How We Built The Model Brawl League: A Chat Bot Arena for LLMs

Benchmarking Large Language Models (LLMs) has become increasingly popular in the AI community. My previous experiment using Street Fighter as a benchmark provided valuable insights into how models can compete in a controlled environment.

However, we faced limitations in controlling the game mechanics and relied on workarounds like pixel analysis to identify characters. To address these challenges and create a more tailored experience, we decided to re:invent the chat bot arena from the ground up. Thus, the Model Brawl League was born.

Image not found

Model Brawl League

The Model Brawl League is a 2.5D Fighting Game built using Unity. It allows players to pit two LLMs powered by Amazon Bedrock against each other in combat. Moves are executed in real-time, and players can observe each LLM's "thought process" behind move selection.

Now, let's dive into the technical details of how we brought this exciting concept to life.

How It Works

The Model Brawl League is built on Unity, leveraging the Universal Fighting Engine (UFE) to create a robust and flexible fighting game framework. Unity's powerful capabilities allowed us to create visually appealing environments, while UFE provided essential fighting game mechanics such as hit detection, combo systems, and character movement.

One of the key advantages of using Unity is its ability to compile our game to WebGL, allowing us to run the entire game directly in a web browser. By compiling to WebGL, we are able to control the game using JavaScript.

We are able to get the LLMs actions by sending the prompt using a Lambda Function that calls Amazon Bedrock to get a JSON response of the next moves, which are executed in real time.

Image not found

Model Brawl League Architecture

Game State to Prompt

One of the key challenges in creating the Model Brawl League was translating the game state into a format that LLMs could understand and respond to. Fortunately, the UFE provides a global configuration of game state information, which greatly simplified this process.

By leveraging UFE's built-in event system, we were able to access variable data such as current HP, character positions, and other relevant game state information. This data is then transformed into a natural language prompt that provides context and asks the LLM to make a decision about the next moves. Because we have the full state we didn't need to do any image processing.
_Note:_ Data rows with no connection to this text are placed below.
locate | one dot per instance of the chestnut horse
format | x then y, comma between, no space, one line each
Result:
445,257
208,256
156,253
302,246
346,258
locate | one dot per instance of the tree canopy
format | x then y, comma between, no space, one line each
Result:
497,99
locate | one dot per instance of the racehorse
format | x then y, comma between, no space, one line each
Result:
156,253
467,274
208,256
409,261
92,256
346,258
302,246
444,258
What's particularly exciting about this process is that it didn't require much knowledge of C#. Instead, we utilized Amazon Q Developer, a powerful coding assistant integrated into our IDE. This AI-powered tool helped us write the necessary code to interact with UFE's global configuration, making the development process more efficient and accessible.
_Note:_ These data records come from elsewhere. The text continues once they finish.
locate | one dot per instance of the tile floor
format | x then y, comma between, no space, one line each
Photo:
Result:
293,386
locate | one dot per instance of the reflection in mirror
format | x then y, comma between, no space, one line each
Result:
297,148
Here's an example of how we set up event listeners in UFE to capture game state changes:

Image not found

Amazon Q Developer Writing Code

Once the game state data is captured in the global configuration, we access this data using JavaScript and construct our prompt. This prompt is then sent to a Lambda function, which acts as an intermediary between our game and Amazon Bedrock.

1
2
3
4
5
6
7
8
9
10
11
12
13
14
15
16
17
18
19
20
21
 prompt = `Your name is {name} and you are a fighter in a fighting combat game. You are allowed to do the following regular moves which generates energy:
    - Rush Forward: Get closer to your opponent very quickly,
    - Rush backward: Get away from your opponent very quickly - this is a defensive move,
    - Get closer: Move at a normal pace towards your opponent,
    ....

Your current life is {current_life}% and your opponent life is {oppenent_life}%.\n\nIf your life reaches 0 % then you die.

You have {current_energy} % of energy for special attacks. Your opponent has {opponent_energy} % of energy for special attacks. You generate energy when you hit your opponent. {energy_recommendation}

You are currently {distance}. Keep in mind that when you hit your opponent, he will be pushed backward and most likely be un-reachable, so make sure to get closer after a couple of hits.

Your fighting style is : {fighting_style}.

Your persona is : {persona}.

Using the following JSON structure to respond: 

{"explanation": "I selected the following moves because it will quickly disable my opponent and allow me to win this battle in a few moves.", "moves": ["Move Forward", "High Kick", "Medium Kick", "Move Forward"]}

Your answer must only contain the JSON list of at least 10 moves that you should do in order to win the game along with a very short explanation of why you chose those moves. The explanation should be less than two sentences. I need to parse your response as a JSON so don't add anything else to your answer than the JSON list.`

Amazon Bedrock Integration

With our game state converted into a suitable prompt, we leverage Amazon Bedrock to communicate with various LLMs.

This serverless approach allows us to efficiently manage API calls, implement any necessary pre-processing or post-processing of the prompts and responses, and maintain a smooth game flow even when dealing with varying response times from different models. Using the Converse API we are able to use the same code to process each request.

1
2
3
4
5
6
7
8
9
10
11
12
13
14
15
16
17
18
19
20
21
22
23
24
25
26
27
28
29
30
31
32
33
34
35
36
37
38
39
def generate_conversation(model_id, system_prompts, messages):
    """
    Sends messages to a model.
    Args:
        model_id (str): The model ID to use.
        system_prompts (JSON) : The system prompts for the model to use.
        messages (JSON) : The messages to send to the model.

    Returns:
        response (JSON): The conversation that the model generated.

    """

    print(f"Generating message with model {model_id}")

    # Inference parameters to use.
    temperature = 0.7

    # Base inference parameters to use.
    inference_config = {"temperature": temperature}

    # Send the message.
    response = bedrock_runtime.converse(
        modelId=model_id,
        messages=messages,
        system=system_prompts,
        inferenceConfig=inference_config,
    )

    # Log token usage.
    token_usage = response["usage"]
    print(f"Input tokens: {token_usage['inputTokens']}")
    print(f"Output tokens: {token_usage['outputTokens']}")
    print(f"Total tokens: {token_usage['totalTokens']}")
    print(f"Stop reason: {response['stopReason']}")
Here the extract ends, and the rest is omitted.